What should happen now?

As I said, Apple reportedly knew about this bug almost 18 months ago. This is no minor thing either. We’re talking about a flaw that allows an attacker to see what data is sent between you and your bank, email and anything else. It is an enormous flaw and Apple chose to ignore the very simple fix for well over a year.

To me this is absolutely unacceptable and should be criminal. What motivation did Apple have for leaving this bug in there for so long and not fix it? They knew it would get out eventually and their ignoring of the issue would create a PR nightmare. So there must have been a compelling reason to take that route. 

With what we have seen recently with the Target hack and others, this issue can not be swept under the rug. I firmly believe the DOJ should open an investigation into this flaw and why it was let go for so long, and still exposed on one main Apple line of products.

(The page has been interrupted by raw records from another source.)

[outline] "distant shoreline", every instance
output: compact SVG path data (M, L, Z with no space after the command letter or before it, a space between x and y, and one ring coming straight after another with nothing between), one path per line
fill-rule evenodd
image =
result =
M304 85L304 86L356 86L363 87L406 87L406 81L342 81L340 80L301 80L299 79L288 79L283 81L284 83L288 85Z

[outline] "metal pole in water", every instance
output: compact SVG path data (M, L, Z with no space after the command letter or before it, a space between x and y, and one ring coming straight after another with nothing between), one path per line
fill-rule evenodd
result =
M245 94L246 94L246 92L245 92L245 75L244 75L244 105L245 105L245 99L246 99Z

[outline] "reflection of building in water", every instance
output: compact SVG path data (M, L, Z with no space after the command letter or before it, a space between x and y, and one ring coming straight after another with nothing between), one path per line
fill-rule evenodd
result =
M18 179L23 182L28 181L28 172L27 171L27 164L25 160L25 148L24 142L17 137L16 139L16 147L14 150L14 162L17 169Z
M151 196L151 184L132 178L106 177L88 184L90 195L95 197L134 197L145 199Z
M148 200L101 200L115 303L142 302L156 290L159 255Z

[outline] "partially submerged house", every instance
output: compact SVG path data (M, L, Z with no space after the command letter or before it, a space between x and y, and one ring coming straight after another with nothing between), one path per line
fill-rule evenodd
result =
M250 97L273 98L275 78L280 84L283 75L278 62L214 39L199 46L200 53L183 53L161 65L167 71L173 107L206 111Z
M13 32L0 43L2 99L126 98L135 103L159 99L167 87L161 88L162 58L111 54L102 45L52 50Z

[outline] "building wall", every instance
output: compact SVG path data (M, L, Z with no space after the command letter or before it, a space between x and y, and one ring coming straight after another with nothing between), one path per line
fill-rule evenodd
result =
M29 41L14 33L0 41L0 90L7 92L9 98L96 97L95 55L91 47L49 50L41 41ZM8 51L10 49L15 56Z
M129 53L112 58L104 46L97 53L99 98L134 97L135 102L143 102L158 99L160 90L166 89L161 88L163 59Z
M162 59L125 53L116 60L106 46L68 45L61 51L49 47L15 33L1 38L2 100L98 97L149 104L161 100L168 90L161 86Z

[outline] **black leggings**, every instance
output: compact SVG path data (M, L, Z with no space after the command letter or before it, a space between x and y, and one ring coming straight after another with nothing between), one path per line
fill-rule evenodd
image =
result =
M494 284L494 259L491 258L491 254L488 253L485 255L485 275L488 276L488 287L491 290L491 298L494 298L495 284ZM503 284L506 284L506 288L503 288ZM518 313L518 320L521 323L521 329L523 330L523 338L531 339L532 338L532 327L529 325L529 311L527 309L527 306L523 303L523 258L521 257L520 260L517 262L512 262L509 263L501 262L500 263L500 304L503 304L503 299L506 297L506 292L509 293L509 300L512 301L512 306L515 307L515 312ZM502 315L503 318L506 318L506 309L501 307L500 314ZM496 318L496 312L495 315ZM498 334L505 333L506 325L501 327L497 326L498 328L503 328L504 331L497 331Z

Apple isn’t only risking their users privacy, but opened up a huge hole to financial fraud. 

If the DOJ won’t look into this, then I wonder if we may see some civil action. Like I said, this just developed over the weekend, so I can see the story growing even more in the coming days and attorneys to start asking questions. Perhaps someone in the Congress should also do the same. 

The final thing I’m sitting here wondering as I write this, is how would this be handled if it was Microsoft instead of Apple? We know that the legal minds love going after Microsoft and I got a feeling we would already be hearing rumblings of lawsuits and legal action. Shouldn’t Apple be held to the same standards?

I know this has greatly reduced my trust in Apple and you would be a fool if it didn’t do the same to you. Apple really needs to answer for this, and if they don’t then hopefully the consumers will show their outrage by not purchasing their products. That is the only hope we may have in our free market society.